Parmi les médias qui ont été conviés à l’Élysée et qui rendent compte des états d’âme présidentiels, il y a Le Point. Sur son site internet, le magazine rapporte ainsi le 31 janvier (c’est à lire ici) des bribes de la conversation : « Emmanuel Macron se dit “inquiet du statut de l’information et de la vérité” dans notre démocratie. Selon lui, il est urgent de rétablir des “tiers de confiance” et “accepter la hiérarchie des paroles”. Un maire, un député, un ministre ne peut pas être mis sur le même pied qu’un citoyen lambda vêtu d’un gilet jaune et qu’à la fin “tout se vaille”. Il a bien sûr fait allusion à la kyrielle de Gilets jaunes qu’on a vus sur les chaînes d’info et qui ont pu proférer n’importe quelle vérité invérifiable sans que les journalistes puissent hiérarchiser, vérifier, classer… »
Selon plusieurs autres médias invités, Emmanuel Macron s’est dans la foulée indigné que sur certaines antennes, on leur donne trop la parole. Dans une formule méprisante, il a eu ces mots : « Jojo avec un Gilet jaune a le même statut qu’un ministre ou un député ! »L’affreux Jojo contre monsieur le Ministre…
Le Point poursuit ainsi son compte-rendu : « Comment recrédibiliser les médias et faire la part du vrai et du faux ?, s’interroge-t-il. Emmanuel Macron y réfléchit et invite la presse à faire de même. “Le bien public, c’est l’information. Et peut-être que c’est ce que l’État doit financer”, dit-il, dans une réflexion à voix haute. “Le bien public, ce n’est pas le caméraman de France 3. Le bien public, c’est l’information sur BFM, sur LCI, sur TF1, et partout. Il faut s’assurer qu’elle est neutre, financer des structures qui assurent la neutralité. Que pour cette part-là, la vérification de l’information, il y ait une forme de subvention publique assumée, avec des garants qui soient des journalistes. Cette rémunération doit être dénuée de tout intérêt. Mais quelque part, cela doit aussi venir de la profession.” »

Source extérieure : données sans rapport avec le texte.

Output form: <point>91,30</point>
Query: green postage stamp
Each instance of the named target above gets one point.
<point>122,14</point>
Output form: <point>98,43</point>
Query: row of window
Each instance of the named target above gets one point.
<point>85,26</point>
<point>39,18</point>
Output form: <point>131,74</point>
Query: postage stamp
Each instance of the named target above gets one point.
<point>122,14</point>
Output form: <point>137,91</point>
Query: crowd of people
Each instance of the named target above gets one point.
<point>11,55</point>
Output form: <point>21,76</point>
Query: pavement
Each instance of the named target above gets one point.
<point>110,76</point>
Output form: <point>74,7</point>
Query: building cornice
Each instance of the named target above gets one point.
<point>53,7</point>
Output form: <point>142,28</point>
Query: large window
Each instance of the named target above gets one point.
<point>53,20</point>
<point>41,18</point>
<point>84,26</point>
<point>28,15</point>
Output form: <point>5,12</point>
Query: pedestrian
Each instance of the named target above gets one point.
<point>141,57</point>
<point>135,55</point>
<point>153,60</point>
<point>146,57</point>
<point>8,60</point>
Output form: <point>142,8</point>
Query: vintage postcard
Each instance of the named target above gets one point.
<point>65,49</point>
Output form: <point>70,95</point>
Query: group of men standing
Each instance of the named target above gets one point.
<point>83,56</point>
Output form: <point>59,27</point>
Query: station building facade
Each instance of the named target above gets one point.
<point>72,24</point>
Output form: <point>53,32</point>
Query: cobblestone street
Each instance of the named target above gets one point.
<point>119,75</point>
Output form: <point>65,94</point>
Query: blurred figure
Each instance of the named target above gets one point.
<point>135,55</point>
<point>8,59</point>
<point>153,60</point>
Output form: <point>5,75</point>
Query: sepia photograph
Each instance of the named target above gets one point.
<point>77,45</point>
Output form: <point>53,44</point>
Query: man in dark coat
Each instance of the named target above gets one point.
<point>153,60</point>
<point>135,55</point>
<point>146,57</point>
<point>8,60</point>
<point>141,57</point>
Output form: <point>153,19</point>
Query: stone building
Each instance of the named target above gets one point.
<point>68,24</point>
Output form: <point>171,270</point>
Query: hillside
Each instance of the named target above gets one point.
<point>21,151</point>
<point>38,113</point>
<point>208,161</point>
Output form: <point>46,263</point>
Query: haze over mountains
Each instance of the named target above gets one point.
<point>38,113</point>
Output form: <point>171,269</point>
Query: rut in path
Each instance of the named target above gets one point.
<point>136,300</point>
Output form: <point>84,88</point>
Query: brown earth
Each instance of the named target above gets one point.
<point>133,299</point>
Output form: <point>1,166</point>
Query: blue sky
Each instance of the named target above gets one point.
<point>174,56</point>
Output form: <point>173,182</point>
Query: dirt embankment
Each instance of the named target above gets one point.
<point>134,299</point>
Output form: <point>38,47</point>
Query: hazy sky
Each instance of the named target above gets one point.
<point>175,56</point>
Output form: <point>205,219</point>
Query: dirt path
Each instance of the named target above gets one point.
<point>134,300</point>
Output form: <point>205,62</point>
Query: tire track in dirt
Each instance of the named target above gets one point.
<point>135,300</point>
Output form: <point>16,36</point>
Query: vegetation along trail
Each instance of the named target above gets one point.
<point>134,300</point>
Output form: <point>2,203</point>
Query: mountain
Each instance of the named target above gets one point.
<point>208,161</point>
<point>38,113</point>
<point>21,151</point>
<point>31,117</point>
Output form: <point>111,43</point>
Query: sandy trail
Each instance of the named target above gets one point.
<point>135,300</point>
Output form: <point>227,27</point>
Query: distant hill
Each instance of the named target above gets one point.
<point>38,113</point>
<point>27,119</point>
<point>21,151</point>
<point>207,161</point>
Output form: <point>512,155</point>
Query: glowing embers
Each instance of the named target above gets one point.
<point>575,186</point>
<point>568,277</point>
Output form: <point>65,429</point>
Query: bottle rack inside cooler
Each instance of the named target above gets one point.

L’intérêt de ces propos d’Emmanuel Macron, c’est qu’ils laissent clairement transparaître sa conception de l’information. Une conception caporalisée : à l’entendre, le rôle de la presse serait de faire entendre le « vrai », pour étouffer le faux. En quelque sorte, le bon journal serait celui qui propage la vérité – la pravda en russe ! Pas celui qui enquête, qui investigue, qui révèle les faits que les pouvoirs, quels qu’ils soient, financiers ou politiques, voudraient cacher aux citoyens ; non : la presse qui ne dérange pas.
Sous-entendu : forcément, la vérité telle que la conçoit le régime. Et du même coup, la bonne presse devrait être « neutre ». Foin du pluralisme de la presse, qui permet aux citoyens de choisir tel titre plutôt que tel autre en fonction de ses choix éditoriaux, de la hiérarchie choisie des faits. Le chef de l’État affiche son choix : une presse uniforme.
Le propos est même beaucoup plus menaçant que cela, puisque Emmanuel Macron va jusqu’à envisager que l’État puisse « financer des structures qui assurent la neutralité » de tous les titres. En somme, l’État ferait intrusion au sein de tous les médias, même privés, pour orienter l’information ou la certifier, avec l’aide de journalistes qui accepteraient de collaborer à ce système d’information fléchée.
Les remarques d’Emmanuel Macron ne sont, certes, pas toutes explicites ou abouties. Ce système de « structures »financées par l’État et destinées à certifier l’information a-t-il quelque chose à voir avec le projet de conseil de déontologie de la presse auquel le gouvernement travaille, et qui suscite beaucoup d’inquiétudes ou de réticences parmi les sociétés et syndicats de journalistes ? Ou est-ce un projet complémentaire, se surajoutant à ce conseil de déontologie et débouchant sur une mise sous tutelle renforcée des rédactions ?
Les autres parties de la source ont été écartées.